Video super-resolution is a fundamental task aimed at enhancing video quality through intricate modeling techniques. Recent advancements in diffusion models have significantly enhanced image super-resolution processing capabilities. However, their integration into video super-resolution workflows remains constrained due to the computational complexity of temporal fusion modules, demanding more computational resources compared to their image counterparts.

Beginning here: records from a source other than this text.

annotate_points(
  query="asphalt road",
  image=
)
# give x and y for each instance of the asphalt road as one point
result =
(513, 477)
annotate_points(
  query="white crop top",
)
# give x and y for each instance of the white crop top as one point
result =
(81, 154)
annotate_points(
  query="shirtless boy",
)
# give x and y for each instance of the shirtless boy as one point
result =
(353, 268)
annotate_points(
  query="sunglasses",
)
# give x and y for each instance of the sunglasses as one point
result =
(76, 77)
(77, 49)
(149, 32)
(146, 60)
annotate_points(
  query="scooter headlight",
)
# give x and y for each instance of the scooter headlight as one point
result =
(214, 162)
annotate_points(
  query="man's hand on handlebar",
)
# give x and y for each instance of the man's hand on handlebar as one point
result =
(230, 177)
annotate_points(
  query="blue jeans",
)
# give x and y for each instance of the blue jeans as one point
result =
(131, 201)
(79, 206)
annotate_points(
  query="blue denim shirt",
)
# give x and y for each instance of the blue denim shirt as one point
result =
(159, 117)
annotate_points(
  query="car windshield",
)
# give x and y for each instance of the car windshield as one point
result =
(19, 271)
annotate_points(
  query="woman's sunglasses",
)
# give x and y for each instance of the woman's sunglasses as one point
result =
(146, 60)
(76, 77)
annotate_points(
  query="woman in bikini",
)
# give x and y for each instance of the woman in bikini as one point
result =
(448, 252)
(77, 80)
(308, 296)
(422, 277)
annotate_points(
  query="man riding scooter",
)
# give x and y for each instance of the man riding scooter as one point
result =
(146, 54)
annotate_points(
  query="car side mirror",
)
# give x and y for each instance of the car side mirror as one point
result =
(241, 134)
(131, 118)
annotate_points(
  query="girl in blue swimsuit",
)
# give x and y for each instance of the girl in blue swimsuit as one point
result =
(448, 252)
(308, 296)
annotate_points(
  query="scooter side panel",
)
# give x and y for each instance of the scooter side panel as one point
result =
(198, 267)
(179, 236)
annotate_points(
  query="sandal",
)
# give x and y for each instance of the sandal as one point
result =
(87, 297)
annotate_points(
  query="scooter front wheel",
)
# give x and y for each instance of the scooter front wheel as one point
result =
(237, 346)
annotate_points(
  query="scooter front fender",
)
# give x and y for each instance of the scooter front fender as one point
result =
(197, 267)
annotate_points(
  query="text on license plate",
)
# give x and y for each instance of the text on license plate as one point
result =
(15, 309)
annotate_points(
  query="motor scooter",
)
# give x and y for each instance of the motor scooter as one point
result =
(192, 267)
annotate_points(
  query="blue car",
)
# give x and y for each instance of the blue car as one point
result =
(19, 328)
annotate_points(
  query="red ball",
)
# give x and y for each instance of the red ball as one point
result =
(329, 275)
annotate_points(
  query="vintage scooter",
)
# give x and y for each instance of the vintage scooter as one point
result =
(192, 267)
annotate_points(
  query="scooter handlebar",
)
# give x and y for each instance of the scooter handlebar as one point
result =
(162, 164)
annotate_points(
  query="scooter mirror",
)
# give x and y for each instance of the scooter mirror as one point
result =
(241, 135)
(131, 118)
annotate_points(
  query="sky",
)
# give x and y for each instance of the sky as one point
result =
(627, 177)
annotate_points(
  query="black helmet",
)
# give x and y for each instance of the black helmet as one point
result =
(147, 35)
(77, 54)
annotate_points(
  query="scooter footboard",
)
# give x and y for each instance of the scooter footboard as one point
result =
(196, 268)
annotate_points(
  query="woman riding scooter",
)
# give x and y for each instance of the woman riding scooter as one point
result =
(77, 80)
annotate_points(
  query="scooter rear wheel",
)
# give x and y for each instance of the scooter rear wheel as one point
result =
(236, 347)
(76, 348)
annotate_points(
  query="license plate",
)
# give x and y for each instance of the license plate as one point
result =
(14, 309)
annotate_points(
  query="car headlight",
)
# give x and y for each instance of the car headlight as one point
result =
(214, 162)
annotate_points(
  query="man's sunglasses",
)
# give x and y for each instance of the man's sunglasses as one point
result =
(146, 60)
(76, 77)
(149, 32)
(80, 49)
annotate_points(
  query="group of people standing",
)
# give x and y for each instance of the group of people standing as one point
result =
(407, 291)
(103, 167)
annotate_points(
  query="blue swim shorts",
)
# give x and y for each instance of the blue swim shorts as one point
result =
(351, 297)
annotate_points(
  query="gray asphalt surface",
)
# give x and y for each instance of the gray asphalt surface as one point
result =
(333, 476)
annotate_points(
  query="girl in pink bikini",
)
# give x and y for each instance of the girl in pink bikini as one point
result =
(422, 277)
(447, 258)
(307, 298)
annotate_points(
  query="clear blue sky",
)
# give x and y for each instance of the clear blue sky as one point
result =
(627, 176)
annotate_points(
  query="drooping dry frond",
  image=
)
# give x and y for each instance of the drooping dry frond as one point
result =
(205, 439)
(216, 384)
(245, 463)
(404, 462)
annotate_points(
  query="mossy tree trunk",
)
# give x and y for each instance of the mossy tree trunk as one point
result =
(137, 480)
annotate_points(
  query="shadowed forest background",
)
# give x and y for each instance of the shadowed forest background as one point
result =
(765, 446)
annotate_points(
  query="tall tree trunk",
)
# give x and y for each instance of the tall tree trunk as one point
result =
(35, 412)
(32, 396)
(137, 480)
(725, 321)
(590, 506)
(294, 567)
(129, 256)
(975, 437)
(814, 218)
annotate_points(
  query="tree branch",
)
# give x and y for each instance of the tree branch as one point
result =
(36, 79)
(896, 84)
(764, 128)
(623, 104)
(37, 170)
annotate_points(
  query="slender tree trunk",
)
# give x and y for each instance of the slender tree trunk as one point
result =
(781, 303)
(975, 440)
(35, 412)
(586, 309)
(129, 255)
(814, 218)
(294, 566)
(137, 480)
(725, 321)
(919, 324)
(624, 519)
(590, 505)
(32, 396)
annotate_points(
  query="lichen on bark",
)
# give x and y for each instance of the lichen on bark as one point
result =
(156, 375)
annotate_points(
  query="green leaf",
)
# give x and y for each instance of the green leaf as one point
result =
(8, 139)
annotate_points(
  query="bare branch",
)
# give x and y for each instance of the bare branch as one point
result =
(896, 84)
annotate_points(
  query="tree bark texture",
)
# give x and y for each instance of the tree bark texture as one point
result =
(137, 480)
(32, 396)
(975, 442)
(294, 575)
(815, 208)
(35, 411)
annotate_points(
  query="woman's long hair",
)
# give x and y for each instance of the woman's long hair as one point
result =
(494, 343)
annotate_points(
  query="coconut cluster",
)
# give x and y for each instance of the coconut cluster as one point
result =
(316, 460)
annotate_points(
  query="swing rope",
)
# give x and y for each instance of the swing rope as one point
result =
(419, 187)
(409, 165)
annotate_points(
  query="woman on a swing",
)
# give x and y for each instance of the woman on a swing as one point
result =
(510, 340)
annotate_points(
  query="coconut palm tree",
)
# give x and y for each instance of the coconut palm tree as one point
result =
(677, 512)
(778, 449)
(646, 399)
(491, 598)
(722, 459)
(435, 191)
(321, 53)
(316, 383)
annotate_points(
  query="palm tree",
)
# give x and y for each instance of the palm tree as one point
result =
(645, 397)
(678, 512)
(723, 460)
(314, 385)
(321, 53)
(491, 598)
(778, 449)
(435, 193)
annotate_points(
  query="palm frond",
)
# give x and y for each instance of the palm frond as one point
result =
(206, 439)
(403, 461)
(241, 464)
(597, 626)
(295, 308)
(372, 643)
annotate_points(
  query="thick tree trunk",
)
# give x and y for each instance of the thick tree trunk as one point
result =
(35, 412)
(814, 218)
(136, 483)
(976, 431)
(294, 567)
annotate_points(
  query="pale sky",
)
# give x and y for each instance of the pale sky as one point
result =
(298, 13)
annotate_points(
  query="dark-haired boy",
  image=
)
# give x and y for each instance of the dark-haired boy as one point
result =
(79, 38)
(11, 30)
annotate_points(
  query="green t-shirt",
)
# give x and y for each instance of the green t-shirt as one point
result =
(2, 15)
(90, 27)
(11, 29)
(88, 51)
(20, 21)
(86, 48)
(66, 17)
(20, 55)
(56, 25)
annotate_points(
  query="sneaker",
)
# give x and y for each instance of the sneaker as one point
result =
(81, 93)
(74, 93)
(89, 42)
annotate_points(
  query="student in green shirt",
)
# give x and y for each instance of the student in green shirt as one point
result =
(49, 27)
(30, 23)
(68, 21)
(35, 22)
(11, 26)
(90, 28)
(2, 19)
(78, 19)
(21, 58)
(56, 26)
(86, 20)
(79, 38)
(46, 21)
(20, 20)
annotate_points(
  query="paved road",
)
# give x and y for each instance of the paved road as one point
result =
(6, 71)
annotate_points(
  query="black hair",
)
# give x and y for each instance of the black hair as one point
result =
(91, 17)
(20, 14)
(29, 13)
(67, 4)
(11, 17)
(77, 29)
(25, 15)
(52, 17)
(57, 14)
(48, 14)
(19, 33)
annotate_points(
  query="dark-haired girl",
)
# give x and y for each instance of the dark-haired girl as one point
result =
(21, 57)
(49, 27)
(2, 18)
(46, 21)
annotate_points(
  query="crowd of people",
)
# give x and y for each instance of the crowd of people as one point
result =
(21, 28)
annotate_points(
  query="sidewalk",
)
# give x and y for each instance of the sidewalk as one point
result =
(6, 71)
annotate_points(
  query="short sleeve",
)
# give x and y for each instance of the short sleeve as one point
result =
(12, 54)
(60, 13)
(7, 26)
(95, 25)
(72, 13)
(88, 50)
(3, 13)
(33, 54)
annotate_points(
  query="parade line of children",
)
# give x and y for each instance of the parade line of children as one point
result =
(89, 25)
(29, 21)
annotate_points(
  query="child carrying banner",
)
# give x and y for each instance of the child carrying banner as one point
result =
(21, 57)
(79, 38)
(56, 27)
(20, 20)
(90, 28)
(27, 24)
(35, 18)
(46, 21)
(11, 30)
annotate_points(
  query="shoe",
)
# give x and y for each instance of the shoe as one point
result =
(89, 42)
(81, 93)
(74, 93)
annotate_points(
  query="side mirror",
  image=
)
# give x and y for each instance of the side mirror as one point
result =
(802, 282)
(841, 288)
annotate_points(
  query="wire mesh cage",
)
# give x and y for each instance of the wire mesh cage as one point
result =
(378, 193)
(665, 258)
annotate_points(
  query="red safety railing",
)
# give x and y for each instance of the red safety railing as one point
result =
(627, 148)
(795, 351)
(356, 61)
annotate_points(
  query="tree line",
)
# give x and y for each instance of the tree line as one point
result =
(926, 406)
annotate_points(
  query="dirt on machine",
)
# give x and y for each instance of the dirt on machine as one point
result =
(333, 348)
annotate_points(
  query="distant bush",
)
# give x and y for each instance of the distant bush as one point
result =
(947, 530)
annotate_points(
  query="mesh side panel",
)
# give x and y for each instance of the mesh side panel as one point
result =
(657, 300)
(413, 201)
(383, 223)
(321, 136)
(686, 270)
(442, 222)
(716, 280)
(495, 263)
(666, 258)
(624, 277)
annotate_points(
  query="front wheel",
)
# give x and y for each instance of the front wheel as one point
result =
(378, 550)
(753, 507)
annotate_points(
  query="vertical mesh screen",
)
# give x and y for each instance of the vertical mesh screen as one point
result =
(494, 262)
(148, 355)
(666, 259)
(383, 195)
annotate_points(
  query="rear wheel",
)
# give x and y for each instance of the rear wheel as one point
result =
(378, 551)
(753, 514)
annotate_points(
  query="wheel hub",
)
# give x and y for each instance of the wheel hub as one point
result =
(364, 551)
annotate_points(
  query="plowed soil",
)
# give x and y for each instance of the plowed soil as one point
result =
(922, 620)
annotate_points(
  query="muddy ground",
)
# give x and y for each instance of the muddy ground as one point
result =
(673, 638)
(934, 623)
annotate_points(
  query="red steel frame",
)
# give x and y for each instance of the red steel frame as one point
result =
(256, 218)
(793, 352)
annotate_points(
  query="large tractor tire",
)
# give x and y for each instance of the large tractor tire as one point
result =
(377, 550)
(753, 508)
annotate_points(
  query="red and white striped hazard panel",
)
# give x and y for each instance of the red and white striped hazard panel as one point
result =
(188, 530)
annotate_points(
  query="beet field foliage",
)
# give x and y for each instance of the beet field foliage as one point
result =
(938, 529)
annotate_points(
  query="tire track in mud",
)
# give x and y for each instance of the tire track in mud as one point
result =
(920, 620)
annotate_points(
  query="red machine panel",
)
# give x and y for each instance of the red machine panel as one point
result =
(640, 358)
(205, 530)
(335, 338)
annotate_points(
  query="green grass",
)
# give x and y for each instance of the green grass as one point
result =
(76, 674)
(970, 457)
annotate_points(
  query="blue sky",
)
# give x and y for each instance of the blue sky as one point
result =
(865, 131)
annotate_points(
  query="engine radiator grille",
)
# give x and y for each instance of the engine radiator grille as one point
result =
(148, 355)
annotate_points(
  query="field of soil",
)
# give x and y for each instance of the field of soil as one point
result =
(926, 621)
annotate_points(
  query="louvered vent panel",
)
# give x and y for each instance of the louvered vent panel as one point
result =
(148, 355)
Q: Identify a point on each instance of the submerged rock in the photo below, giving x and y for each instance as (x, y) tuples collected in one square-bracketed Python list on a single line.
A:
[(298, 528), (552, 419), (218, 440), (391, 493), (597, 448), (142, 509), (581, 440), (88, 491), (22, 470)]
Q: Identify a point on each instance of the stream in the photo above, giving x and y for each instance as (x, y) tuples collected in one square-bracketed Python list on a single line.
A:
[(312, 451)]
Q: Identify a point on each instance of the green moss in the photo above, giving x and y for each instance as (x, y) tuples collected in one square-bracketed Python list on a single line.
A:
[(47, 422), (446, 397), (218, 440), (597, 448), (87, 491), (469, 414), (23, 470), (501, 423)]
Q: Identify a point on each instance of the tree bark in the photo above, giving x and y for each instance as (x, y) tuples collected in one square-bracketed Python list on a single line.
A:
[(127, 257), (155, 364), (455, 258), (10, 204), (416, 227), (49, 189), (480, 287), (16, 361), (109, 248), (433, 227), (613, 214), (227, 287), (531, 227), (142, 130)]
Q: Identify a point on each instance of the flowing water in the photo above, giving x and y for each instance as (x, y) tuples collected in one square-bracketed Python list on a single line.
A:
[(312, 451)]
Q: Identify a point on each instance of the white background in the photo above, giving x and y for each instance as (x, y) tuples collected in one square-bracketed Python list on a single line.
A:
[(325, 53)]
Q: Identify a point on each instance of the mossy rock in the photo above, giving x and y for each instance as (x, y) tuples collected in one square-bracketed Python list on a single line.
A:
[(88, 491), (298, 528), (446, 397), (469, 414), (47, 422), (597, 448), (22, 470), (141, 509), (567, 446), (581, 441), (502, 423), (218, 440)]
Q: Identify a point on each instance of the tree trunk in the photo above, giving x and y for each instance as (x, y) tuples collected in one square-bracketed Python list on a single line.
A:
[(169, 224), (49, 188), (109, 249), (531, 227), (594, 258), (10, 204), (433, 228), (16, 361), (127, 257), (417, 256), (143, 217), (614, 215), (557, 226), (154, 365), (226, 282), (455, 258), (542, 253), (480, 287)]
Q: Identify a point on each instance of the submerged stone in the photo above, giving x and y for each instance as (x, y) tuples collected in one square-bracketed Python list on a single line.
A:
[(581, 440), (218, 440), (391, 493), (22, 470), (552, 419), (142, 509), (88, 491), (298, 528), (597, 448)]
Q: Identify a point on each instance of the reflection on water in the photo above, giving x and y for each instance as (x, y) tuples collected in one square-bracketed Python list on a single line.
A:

To address this challenge, we propose a novel approach: a Frames-Shift Diffusion Model based on the image diffusion models. Compared to directly training diffusion-based video super-resolution models, redesigning the diffusion process of image models without introducing complex temporal modules requires minimal training consumption. We incorporate temporal information into the image super-resolution diffusion model by using optical flow and perform multi-frame fusion. This model adapts the diffusion process to smoothly transition from image super-resolution to video super-resolution diffusion without additional weight parameters. As a result, the Frames-Shift Diffusion Model efficiently processes videos frame by frame while maintaining computational efficiency and achieving superior performance. It enhances perceptual quality and achieves comparable performance to other state-of-the-art diffusion-based VSR methods in PSNR and SSIM. This approach optimizes video super-resolution by simplifying the integration of temporal data, thus addressing key challenges in the field.

查看原文本刊更多论文

FSDM：一种基于帧移扩散模型的高效视频超分辨方法

视频超分辨率是通过复杂的建模技术来提高视频质量的一项基本任务。扩散模型的最新进展显著增强了图像超分辨率处理能力。然而，由于时间融合模块的计算复杂性，它们与视频超分辨率工作流的集成仍然受到限制，与图像相比较，需要更多的计算资源。为了解决这一挑战，我们提出了一种新的方法：基于图像扩散模型的帧移扩散模型。与直接训练基于扩散的视频超分辨率模型相比，在不引入复杂时间模块的情况下重新设计图像模型的扩散过程所需的训练消耗最小。利用光流技术将时间信息融合到图像超分辨率扩散模型中，并进行多帧融合。该模型在不需要附加权值参数的情况下，使扩散过程从图像超分辨率平滑过渡到视频超分辨率。因此，帧移扩散模型在保持计算效率的同时，有效地逐帧处理视频，并取得了优异的性能。它增强了感知质量，并在PSNR和SSIM中实现了与其他最先进的基于扩散的VSR方法相当的性能。该方法通过简化时间数据的集成来优化视频超分辨率，从而解决了该领域的关键挑战。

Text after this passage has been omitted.